Question: "Show to leading order, the probability of (averaged) bit error $p_b$ goes as $9f^2.$
I've been studying David Mackay's solution in the book where he argues something like the bit error is dominated by two flips in the received vector. The optimal decoder will induce a 3rd bit flip when faced with 2 bits flipped by noise. Meaning the decoded vector differs in 3 bits from the transmitted vector. He argues the chance of a bit being flipped in the decoded vector is 3/7 regardless of whether it is a parity bit or a source bit. And the chance of a bit being flipped is 3/7 times the probability of block error. He suggests for our purpose of bit error, we're only interested in the source bits not parity bits being flipped.
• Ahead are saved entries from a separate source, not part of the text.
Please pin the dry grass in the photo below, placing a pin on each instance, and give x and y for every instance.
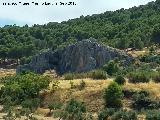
(151, 87)
(91, 95)
(7, 72)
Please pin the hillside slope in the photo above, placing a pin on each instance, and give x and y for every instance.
(135, 27)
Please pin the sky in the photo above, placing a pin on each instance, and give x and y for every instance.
(21, 15)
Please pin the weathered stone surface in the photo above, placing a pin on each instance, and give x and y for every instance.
(83, 56)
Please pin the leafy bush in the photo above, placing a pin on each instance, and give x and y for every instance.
(74, 110)
(82, 85)
(31, 104)
(156, 77)
(120, 80)
(113, 96)
(55, 106)
(99, 74)
(128, 93)
(111, 68)
(22, 87)
(139, 77)
(105, 114)
(153, 115)
(124, 115)
(68, 76)
(142, 100)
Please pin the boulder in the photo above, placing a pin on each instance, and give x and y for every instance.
(82, 56)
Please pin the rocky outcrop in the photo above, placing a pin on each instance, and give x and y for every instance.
(83, 56)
So far i'm with the Author.
But the next part he loses me when he argues that
Are parity bits or source bits more likely to be among these three flipped bits, or are all seven bits equally likely to be corrupted when the noise vector has weight two? The Hamming code is in fact completely symmetric in the protection it affords to the seven bits (assuming a binary symmetric channel). [This symmetry can be proved by showing that the role of a parity bit can be exchanged with a source bit and the resulting code is still a (7, 4) Hamming code; see below.] The probability that any one bit ends up corrupted is the same for all seven bits. So the probability of bit error (for the source bits) is simply three sevenths of the probability of block error.
How does the symmetry allow us to this conclusion? I understand the symmetry exists but why does it mean it doesn't matter that there are 4 source bits and 3 parity bits and we don't need to take into account that there are more source bits than parity bits, which if the noise acted on only the parity bits we'd still have no bit error in that case? Or a mixture of.